On the other hand, which is better to use Ethernet or CAN bus?
You have not mentioned the speed you
need ? but if CAN is on the short list, it does not sound that high
One more question: Can I use RJ45 Ethernet cables for the network with CAN bus devices? I find it as convenient and cheap, but I don't know if they can technically be used.
The idea would be to connect the master to one node, and from each node to the next, with the termination resistor in the latter, using RJ45 Ethernet cables.
At CAN-region speeds, and short distances, you can use almost any cable.
If you want to send power as well, 8 pins may make sense, and Ethernet cables are common. Just choose the pins for least damage should someone cross plug
If you are going to ring-wire this, you could look at a Standard Serial (UART) Ring link. A UART ring bus decides the address by the Physical place in the ring, so no address switch is needed.
Modern MCU UARTs can manage CAN speeds, and if you code the slaves and what they all do, simpler can be faster and better.
UARTs also allow ANY small MCU choice at the nodes.
Cable drivers can be RS422, RS485 or CAN or Dual CAN etc - newer CAN drivers can manage to 8MBd (eg MCP25612FD-H/SL)
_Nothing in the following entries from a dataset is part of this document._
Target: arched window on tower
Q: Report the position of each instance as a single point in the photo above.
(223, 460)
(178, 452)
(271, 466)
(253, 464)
One appeal of Dual drivers, is you open up other choices too
* you can run 2 links 'both ways' (CW & CCW), so a single break can be detected & even limp-home (tho a simple link watchdog can drop into a no-RX ping mode, to allow similar break report)
* you can use the second link as a trigger, for precise timing if you need that.
Using a second UART as the trigger, allows a simple trigger-type tag, and still gives interrupt-precision levels.